Amigurumi

Tips for Amigurumi with Bulky Yarn

Hello again!

It’s been a while since I’ve been able to update things thanks to the craziness of Easter.  But I’m back and intend to post regularly, at least once a week.

Our topic for today is amigurumi – but specifically amigurumi made with bulky yarn.  I recently began experimenting with Bernat blanket yarn (which I LOVE, by the way) but quickly noticed a lack of patterns available online for bulky amigurumi.  In general all I was able to find were a few patterns for things like teddy bears and bunnies.  And one owl.

So I thought I’d write about how to find patterns to use with bulky yarn that were not written for bulky yarn.  It’s definitely possible to come up with your own patterns, but if you’re not comfortable doing that, or simply don’t want to spend the time experimenting to find something that works, here’s a guide that may help.

The first thing you want to do is make sure the pattern you are considering has a result that is relatively small.  Switching from worsted weight to bulky yarn will dramatically increase the size, so unless you want a pillow instead of a cuddle buddy, small is good. As a good rule of thumb, I like to make sure the pattern’s widest point (since most amigurumi are worked in rounds) does not exceed 36 stitches.

To find patterns small enough, you can search for “mini” patterns or keychain patterns – these are almost always small enough to convert to a bulky pattern.  The first pattern I decided to use is an adorable little duck from Hookers Don’t Bite.  First, I made the original pattern, using Red Heart Super Saver yarn in yellow and orange.  The resulting duck is barely two inches tall.  When I started the second duck, which I used Bernat Blanket Brights for, I couldn’t resist popping the little one inside the body of the bigger one for quick picture.

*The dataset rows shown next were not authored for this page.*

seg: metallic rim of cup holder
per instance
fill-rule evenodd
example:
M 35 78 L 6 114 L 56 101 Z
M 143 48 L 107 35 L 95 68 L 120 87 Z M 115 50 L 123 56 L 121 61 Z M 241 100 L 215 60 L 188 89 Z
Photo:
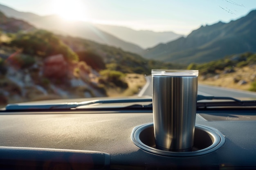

The finished larger duck is a little over five inches tall.  A tip if you decide to try this pattern: remember not to join the rounds – crochet in spirals.  It is much easier to isolate the stitches for the beginning of the head this way.  Also, I feel the need to share with you the fact that a duck without a beak is a rather terrifying sight.

That being said, here are the two ducks side by side, with a crochet hook included for scale.  They are made using the same pattern, but look very much like mother and baby.

The second pattern I used for today’s demonstration is a tiny dinosaur from Green Fox Farms Design.  My tip here is…..BEWARE THE TAIL!  I dread seeing a pattern begin with 4 sc in a magic circle, because closing that circle and proceeding to round two can be very painful for the fingers.  But alas – tiny pointy things must start with tiny numbers.  But if you struggle through the tail, the result is super cute.  The worsted weight dino ends up about 4 and a half inches long, while the large one grows to a bit over 10 inches.  The large one stands up on its own quite well, but the little guy topples over without something to lean on.  However, he does stand up on his mother’s back quite nicely due to the incline.

Finally, I found my favorite of these three – a jellyfish!!!  This pattern comes from Storyland Amis.  I used the larger of the two tentacle options described.  Don’t be daunted by the number of tentacles – tying them in place takes a while, but it’s so worth it to see them waving happily when you’ve finished!  The baby jelly, including tentacles, is about 3 and a half inches long, while the adult jelly is about 8 inches with tentacles.  I love using variegated yarn for amigurumi – the effect can be really cool if the shape is relatively simple.  For this one I used Bernat baby blanket yarn, which is much softer than the regular blanket yarn.

And that’s all there is to it!  A small worsted weight pattern can deliver an appropriately cuddle sized friend if you use bulky weight yarn instead.  Hopefully you’ve found this helpful!